Disney is swinging the ax at Disney Interactive Studios, cutting hundreds of positions, sources have told Variety.
Disney declined to give a number of people affected, but speaking off the record, people who were affected by the move said it could be as much as half of Disney Interactive Studios. Several vice presidents and directors were among those cut. (Update: Further research by Variety has found the actual number of employees cut to be closer to 35-40 percent of the unit.)
"“As part of setting a strategic direction for future success in the digital media space, the Disney Interactive Media Group yesterday began a restructuring process," the company said in a statement.
More than 700 people work at Disney Interactive Studios, but many have been waiting for what they saw as inevitable cuts after upper management changes were made late last year after the June 2010 acquisition of social game maker Playdom.
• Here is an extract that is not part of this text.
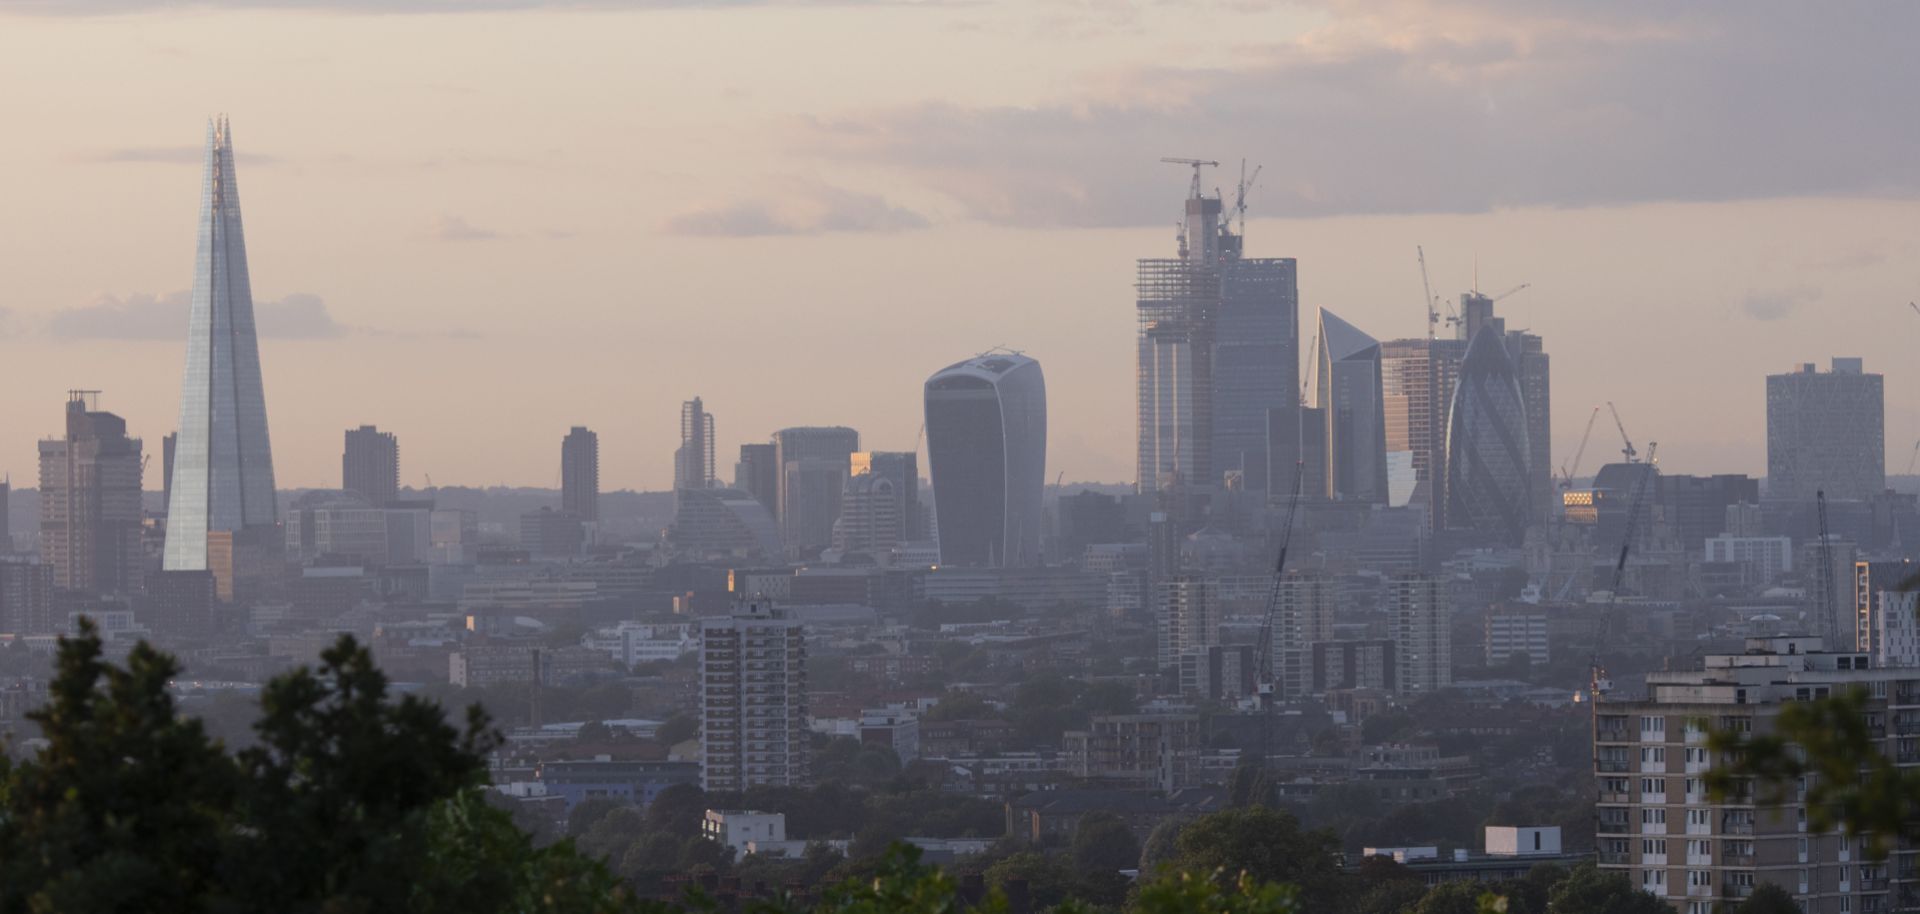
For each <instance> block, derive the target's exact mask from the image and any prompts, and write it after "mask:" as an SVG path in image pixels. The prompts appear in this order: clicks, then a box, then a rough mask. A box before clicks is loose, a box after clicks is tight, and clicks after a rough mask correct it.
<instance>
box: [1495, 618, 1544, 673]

First out was Disney Interactive Media Group head Steve Wadsworth, who left abruptly in September. The Mouse quickly replaced him with Yahoo! vet Jimmy Pitaro and John Pleasants, CEO of Playdom, an online game company that Disney acquired for $763 million in late July.
In November, that shift continued as Graham Hopper, who had guided Disney’s gaming division for the past eight years and had built the company into a viable force among game makers, announced his departure.
During holiday 2010, the company had two major releases: “Tron: Evolution,” which was a flop and “Epic Mickey,” its biggest retail release in years – and a video game re-branding, of sorts, for the company’s most famous character.
“Epic Mickey” sold 1.3 million units in December – a respectable number and one that Disney said made it the fastest-selling game in the company’s history. The figure wasn’t quire as spectacular as some insiders were likely hoping for, though. (Analysts blame the game’s late release date – and the fact that it was only available on the Nintendo Wii – for the numbers.)
Junction Point, which made “Epic Mickey” was not spared from Monday’s layoffs, but cuts at that studio were minimal compared to the larger employee reductions at the division. Star developer Warren Spector is not leaving the company.